Not what you say they are. Not what you'd write down in a calmer season. What they actually are — the things you would fight to protect when everything else is being stripped away.
Most people haven't named them at that level of specificity. They have a general sense — family, faith, health, work — but not the kind of clarity that makes a triage decision obvious. When the moment comes and you have to choose what gets your last unit of energy, vagueness is your enemy.
So before you can triage effectively, you need an honest answer to a hard question: what are the two or three things that, if you lost them, would mean you lost the thing itself — not just the crisis?
Name them. The rest can wait. The rest may have to.
Cut to hold onto what matters.
Once you know what those things are, everything else gets evaluated against them. Not abandoned permanently — set down for now. The project, the obligation, the side commitment, the relationship that requires more than you have available — these get put on hold without guilt, because protecting the core is the job.
This is not permission to be selfish. It's instruction to be accurate. You cannot pour out what you don't have. The person who refuses to triage and tries to honor every commitment at full capacity in a crisis isn't being virtuous — they're being imprecise. They're spreading what little remains so thin that nothing gets enough.

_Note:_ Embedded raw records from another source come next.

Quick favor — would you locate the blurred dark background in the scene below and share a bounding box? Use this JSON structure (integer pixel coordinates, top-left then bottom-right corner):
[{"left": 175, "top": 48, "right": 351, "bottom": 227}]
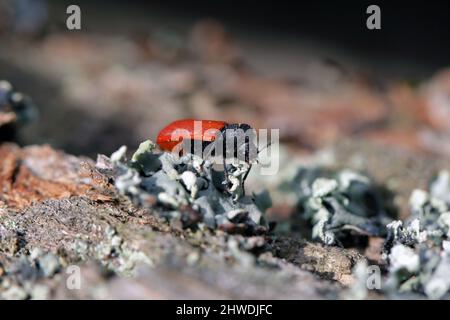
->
[
  {"left": 53, "top": 0, "right": 450, "bottom": 76},
  {"left": 0, "top": 0, "right": 450, "bottom": 157}
]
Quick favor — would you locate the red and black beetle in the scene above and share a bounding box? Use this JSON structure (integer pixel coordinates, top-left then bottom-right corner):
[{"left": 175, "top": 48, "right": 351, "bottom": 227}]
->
[
  {"left": 156, "top": 119, "right": 258, "bottom": 189},
  {"left": 156, "top": 119, "right": 257, "bottom": 163}
]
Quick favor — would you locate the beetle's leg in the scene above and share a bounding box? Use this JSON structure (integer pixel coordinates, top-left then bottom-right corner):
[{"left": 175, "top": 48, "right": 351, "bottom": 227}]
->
[{"left": 242, "top": 164, "right": 252, "bottom": 196}]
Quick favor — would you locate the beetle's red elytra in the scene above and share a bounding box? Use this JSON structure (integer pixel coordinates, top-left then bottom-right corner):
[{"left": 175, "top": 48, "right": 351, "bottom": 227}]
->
[
  {"left": 156, "top": 119, "right": 228, "bottom": 151},
  {"left": 156, "top": 119, "right": 257, "bottom": 162}
]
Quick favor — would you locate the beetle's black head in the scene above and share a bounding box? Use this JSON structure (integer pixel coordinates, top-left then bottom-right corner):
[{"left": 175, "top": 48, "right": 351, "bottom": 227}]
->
[{"left": 220, "top": 123, "right": 258, "bottom": 162}]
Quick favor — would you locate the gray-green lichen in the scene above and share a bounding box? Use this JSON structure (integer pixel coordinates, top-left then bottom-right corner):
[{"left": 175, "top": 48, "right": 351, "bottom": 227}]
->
[
  {"left": 384, "top": 171, "right": 450, "bottom": 299},
  {"left": 97, "top": 141, "right": 267, "bottom": 234},
  {"left": 292, "top": 168, "right": 390, "bottom": 245}
]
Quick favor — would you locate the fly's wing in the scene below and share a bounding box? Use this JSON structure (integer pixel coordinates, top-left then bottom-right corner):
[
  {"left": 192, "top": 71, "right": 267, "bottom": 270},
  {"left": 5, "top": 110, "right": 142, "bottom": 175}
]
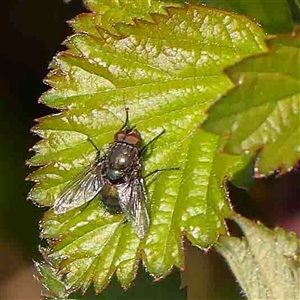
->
[
  {"left": 117, "top": 176, "right": 150, "bottom": 239},
  {"left": 53, "top": 158, "right": 104, "bottom": 214}
]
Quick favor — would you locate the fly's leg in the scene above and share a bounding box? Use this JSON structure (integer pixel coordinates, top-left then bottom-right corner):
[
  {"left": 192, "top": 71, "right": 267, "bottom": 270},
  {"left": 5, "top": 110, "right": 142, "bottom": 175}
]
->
[
  {"left": 140, "top": 129, "right": 166, "bottom": 155},
  {"left": 119, "top": 107, "right": 129, "bottom": 131}
]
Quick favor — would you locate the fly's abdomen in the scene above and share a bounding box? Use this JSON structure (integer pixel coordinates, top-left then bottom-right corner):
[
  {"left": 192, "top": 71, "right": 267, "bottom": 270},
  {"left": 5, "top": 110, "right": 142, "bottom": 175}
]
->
[{"left": 99, "top": 184, "right": 121, "bottom": 214}]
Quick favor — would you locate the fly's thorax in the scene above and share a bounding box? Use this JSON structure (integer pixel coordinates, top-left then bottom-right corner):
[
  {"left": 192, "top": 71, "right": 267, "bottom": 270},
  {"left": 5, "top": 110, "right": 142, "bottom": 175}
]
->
[{"left": 107, "top": 142, "right": 139, "bottom": 181}]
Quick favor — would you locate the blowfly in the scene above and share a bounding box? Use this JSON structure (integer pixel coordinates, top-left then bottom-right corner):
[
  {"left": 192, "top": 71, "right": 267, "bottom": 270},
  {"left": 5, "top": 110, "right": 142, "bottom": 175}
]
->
[{"left": 53, "top": 109, "right": 177, "bottom": 239}]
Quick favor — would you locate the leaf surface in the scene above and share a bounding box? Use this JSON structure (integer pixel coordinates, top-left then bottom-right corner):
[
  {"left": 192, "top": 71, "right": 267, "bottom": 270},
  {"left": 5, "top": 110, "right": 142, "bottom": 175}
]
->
[
  {"left": 217, "top": 216, "right": 300, "bottom": 300},
  {"left": 30, "top": 1, "right": 266, "bottom": 292},
  {"left": 203, "top": 30, "right": 300, "bottom": 175}
]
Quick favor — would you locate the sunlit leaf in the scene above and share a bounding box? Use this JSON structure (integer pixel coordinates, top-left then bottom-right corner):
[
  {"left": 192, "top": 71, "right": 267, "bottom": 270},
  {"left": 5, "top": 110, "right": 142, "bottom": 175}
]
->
[
  {"left": 216, "top": 216, "right": 300, "bottom": 300},
  {"left": 30, "top": 1, "right": 266, "bottom": 292},
  {"left": 203, "top": 30, "right": 300, "bottom": 174},
  {"left": 192, "top": 0, "right": 294, "bottom": 34}
]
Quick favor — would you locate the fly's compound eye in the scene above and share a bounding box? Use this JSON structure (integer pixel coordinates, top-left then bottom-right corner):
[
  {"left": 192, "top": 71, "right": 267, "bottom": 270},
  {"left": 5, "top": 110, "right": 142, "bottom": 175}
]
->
[
  {"left": 125, "top": 131, "right": 141, "bottom": 146},
  {"left": 114, "top": 130, "right": 141, "bottom": 146},
  {"left": 114, "top": 131, "right": 126, "bottom": 142}
]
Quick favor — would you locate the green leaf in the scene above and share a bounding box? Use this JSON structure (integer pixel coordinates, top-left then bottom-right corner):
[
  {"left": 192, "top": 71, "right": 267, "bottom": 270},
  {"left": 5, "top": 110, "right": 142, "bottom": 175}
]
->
[
  {"left": 216, "top": 215, "right": 300, "bottom": 300},
  {"left": 30, "top": 1, "right": 266, "bottom": 292},
  {"left": 203, "top": 30, "right": 300, "bottom": 175},
  {"left": 34, "top": 262, "right": 67, "bottom": 299},
  {"left": 70, "top": 0, "right": 183, "bottom": 36},
  {"left": 193, "top": 0, "right": 294, "bottom": 33}
]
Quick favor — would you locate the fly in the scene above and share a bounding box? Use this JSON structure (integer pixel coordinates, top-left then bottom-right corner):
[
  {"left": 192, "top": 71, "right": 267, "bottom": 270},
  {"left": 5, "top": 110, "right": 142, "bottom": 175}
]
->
[{"left": 53, "top": 109, "right": 178, "bottom": 239}]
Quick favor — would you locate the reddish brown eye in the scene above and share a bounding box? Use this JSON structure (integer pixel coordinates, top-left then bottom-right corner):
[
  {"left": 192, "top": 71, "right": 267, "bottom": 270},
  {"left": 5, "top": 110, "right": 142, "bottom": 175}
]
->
[
  {"left": 114, "top": 131, "right": 126, "bottom": 142},
  {"left": 125, "top": 132, "right": 141, "bottom": 146}
]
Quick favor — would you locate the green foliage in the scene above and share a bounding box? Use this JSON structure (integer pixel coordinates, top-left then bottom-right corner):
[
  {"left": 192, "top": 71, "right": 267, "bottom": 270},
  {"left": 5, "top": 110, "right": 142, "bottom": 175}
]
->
[
  {"left": 216, "top": 215, "right": 300, "bottom": 300},
  {"left": 30, "top": 0, "right": 299, "bottom": 299},
  {"left": 193, "top": 0, "right": 298, "bottom": 34},
  {"left": 203, "top": 30, "right": 300, "bottom": 175}
]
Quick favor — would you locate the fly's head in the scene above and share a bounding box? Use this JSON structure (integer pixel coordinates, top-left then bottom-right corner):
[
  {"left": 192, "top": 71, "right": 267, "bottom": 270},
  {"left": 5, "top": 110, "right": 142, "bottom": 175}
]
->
[
  {"left": 107, "top": 128, "right": 141, "bottom": 183},
  {"left": 114, "top": 128, "right": 142, "bottom": 148}
]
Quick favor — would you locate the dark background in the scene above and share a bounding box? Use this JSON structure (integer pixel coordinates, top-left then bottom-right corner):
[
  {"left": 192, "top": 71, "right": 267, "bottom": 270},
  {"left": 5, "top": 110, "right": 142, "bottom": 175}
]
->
[
  {"left": 0, "top": 0, "right": 84, "bottom": 299},
  {"left": 0, "top": 0, "right": 300, "bottom": 299}
]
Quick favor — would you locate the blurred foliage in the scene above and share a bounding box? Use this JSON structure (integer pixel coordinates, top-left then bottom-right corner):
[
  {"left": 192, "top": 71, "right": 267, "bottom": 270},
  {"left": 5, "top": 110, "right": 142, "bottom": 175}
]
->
[{"left": 0, "top": 0, "right": 299, "bottom": 299}]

Cut deliberately. Cut early. Cut with the intention of returning when the crisis passes. But cut.
Don't assume your relationships will weather this on their own.
This is the part people get wrong most often.
There's a quiet assumption that the people who love you will understand — that they'll give you room, that they'll wait, that the relationship will absorb the impact and come out intact on the other side. Sometimes that's true. Not always.
Relationships are not passive. They require something, even in hard seasons — maybe especially in hard seasons. If the people in your life feel abandoned or shut out or deprioritized without explanation, they experience your crisis as a relational wound on top of their own concern for you. The gap that opens can be harder to close than you expect.
This doesn't mean you have to have every conversation at full capacity. It means a small, deliberate investment — even a brief and honest one — is almost always worth making. I'm in something hard. I'm not gone. I'll be back. That's often enough.
But here is the harder truth: if you did not build those relationships up before the fire came — if the relational account was already running low — they may not have enough in reserve to survive the withdrawal. This is not said to condemn. It's said so that when the crisis eventually passes, you know what the next off-season is for.
Triage is temporary. The values aren't.
The things you cut to hold onto — those are the map of who you actually are. Whatever you protected when you had to choose reveals your actual hierarchy more honestly than anything you'd say on a good day.
Pay attention to that. When this is over, it's worth examining: what did I reach for first? What couldn't I let go? What did I discover I was willing to lose that I thought I wasn't?
The crisis will pass. What you learn about yourself in it doesn't have to.